Training für 33 Beamte und Berater über die Vereinbarkeit nationaler Gesetze mit der Verfassung und internationalen Menschenrechtsverträgen

Basel al-Tarawneh, Regierungskoordinator für Menschenrechte des Premierministers und Dr. Kathrin Maria Scherr, Projektleiterin der Max-Planck Stiftung für Internationalen Frieden und Rechtsstaatlichkeit eröffneten den Workshop, der in Kooperation mit dem Regierungskoordinator für Menschenrechte organisiert wurde.

Vom 21. bis 23. August nahmen 33 Delegierte, Beamte/-innen und Rechtsberater/-innen verschiedener Ministerien und Regierungsabteilungen des Parlaments und zivilgesellschaftlicher Organisationen an dem Workshop teil. Der Workshop vermittelte generelle Prinzipien des Verfassungsrechts und behandelte  die Notwendigkeit und vielfachen Ausprägungen der Vereinbarkeit nationaler Gesetze mit der jordanischen Verfassung und internationalen Verträgen und Instrumenten, die das jordanische Königreich ratifiziert hat, insbesondere vor dem Hintergrund des "Comprehensive National Plan for Human Rights (2016-2025)".

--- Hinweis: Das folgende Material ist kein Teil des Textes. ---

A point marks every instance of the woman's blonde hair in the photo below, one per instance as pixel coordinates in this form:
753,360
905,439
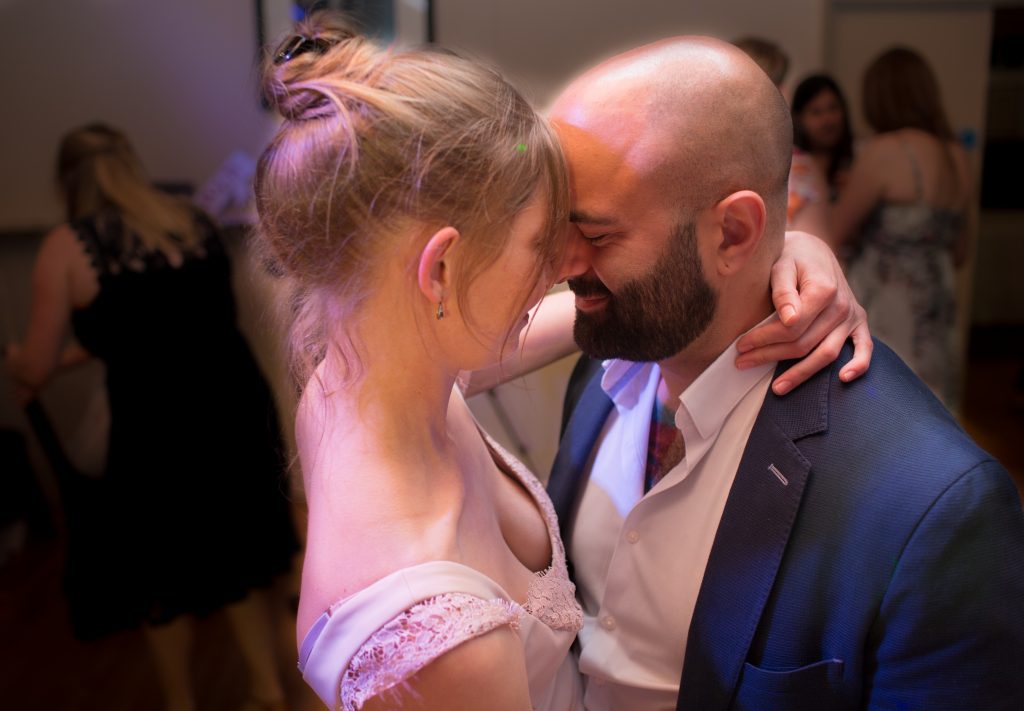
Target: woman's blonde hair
901,91
98,170
376,140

Dr. Laith Nasrawin, Dozent für Verfassungsrecht an der University of Jordan, war als Experte zum Workshop eingeladen und hielt eine Präsentation zur Normenhierarchie in Jordanien und der Rolle der ordentlichen Gerichte und des Verfassungsgerichtes bei der Anwendung von Normen internationaler Menschenrechtsverträge in Jordanien. Zudem stellte Dr. al-Nsour den "Comprehensive National Plan for Human Rights" vor.

Der Workshop ist Teil des Max-Planck-Projektes "Stärkung des Verfassungssystems des Haschemitischen Königreichs Jordaniens", das vom Auswärtigen Amt finanziert wird. Es hat zum Ziel, die Kenntnisse von Gerichten und Rechtsinstitutionen bezüglich grundlegender Prinzipien des Verfassungsrechts, im Völkerecht und zur Vereinbarkeit nationaler Gesetze mit der Verfassung und mit ratifizierten internationalen Verträgen in Jordanien zu stärken.